Another example of an action film edited with a musical rhythm is in Robert Rodriguez’s cult favourite, Desperado. The film is lightning fast paced. The cuts are quick, rapid, but without descending into mind numbing incoherence. Played out like a fiery flamenco dance, Rodriguez instinctively cuts everything together with a precise rhythm. If you watch Desperado, it’s slick, impressive and extremely well-edited. It all melds together brilliantly. It becomes clear he has shot the film fully aware of how he will later cut it together and Rodriguez cuts his own films.
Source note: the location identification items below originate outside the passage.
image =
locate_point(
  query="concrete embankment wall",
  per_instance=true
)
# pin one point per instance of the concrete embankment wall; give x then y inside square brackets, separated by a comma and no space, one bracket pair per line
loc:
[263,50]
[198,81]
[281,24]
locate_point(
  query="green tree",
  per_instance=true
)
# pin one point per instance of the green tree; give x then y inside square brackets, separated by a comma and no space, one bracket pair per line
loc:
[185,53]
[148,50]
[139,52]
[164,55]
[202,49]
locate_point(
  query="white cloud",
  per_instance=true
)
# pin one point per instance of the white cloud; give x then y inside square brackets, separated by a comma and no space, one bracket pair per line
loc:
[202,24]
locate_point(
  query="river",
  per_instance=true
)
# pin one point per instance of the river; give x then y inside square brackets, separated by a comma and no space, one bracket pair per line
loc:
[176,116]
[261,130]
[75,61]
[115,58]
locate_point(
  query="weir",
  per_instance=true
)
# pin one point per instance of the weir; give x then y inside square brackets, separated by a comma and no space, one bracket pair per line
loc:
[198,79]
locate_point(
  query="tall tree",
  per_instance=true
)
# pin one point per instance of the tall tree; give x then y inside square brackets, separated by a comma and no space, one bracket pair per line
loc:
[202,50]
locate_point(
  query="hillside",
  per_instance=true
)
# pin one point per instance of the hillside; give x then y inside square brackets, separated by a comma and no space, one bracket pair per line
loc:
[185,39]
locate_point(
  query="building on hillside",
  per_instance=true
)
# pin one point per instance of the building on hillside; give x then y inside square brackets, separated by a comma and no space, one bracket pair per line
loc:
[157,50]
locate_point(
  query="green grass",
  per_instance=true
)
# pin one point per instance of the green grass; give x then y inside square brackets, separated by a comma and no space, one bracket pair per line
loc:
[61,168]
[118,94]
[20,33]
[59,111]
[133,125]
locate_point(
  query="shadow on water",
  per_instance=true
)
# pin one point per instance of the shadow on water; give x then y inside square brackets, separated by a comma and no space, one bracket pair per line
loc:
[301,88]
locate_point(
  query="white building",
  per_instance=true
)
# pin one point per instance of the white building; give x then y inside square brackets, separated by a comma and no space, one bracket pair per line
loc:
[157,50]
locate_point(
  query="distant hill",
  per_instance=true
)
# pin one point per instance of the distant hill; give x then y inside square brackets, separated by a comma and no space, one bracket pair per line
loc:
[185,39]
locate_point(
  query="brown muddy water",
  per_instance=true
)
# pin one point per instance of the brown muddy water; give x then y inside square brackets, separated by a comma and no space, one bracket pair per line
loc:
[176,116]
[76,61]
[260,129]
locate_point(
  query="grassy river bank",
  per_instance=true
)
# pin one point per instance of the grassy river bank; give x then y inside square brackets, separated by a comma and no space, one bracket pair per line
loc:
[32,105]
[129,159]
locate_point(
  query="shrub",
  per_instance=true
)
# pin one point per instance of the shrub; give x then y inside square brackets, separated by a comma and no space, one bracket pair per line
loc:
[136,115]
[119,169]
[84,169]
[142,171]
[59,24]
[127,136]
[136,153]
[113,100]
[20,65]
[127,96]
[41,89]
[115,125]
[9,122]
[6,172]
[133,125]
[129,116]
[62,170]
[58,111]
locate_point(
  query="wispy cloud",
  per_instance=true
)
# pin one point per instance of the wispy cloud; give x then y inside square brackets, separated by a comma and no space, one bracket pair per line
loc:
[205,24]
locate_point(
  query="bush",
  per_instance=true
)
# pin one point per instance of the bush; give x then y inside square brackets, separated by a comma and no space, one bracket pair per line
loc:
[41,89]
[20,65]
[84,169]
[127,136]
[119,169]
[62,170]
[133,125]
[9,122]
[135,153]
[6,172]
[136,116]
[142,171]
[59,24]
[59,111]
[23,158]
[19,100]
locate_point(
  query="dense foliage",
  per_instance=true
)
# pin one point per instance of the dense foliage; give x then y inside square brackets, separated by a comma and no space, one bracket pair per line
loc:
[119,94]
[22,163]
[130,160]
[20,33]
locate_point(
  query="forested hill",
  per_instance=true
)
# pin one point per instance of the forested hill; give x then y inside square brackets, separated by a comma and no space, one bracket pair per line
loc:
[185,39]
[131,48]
It feels completely organic.
Post millennium, perhaps the finest example of editing action has been in The Bourne Ultimatum. It’s an exceptionally cut film. Paul Greengrass’s visceral and rough approach to the Bourne franchise has been a topic of divisive debate. “Shaky cam!” It’s a contentious stylistic choice and as far as action goes, one of the few examples of it really working are in Greengrass’s first two Bourne films. The contention comes largely from the haphazard approach that has come from the many imitators. Shaking camera, blitzkrieg cutting. That relates back to my first example of bad editing in Taken 3. The Bourne Ultimatum was cut quite rapidly but it did so with precise rhythm, taking everything to the borderline of incoherence, but remaining clear and concise. If you watch for example the sequence when Bourne meets the reporter in Waterloo station. It’s an action scene without big, elaborate moments or money shots. In its actions, it is simple but the delivery is perfect. In unison with great sound and the effective John Powell score, everything blends well. It’s a really exciting sequence. One of the best in a franchise known for elaborate car chases and bone crunching fights. THAT is how you edit action! Class dismissed.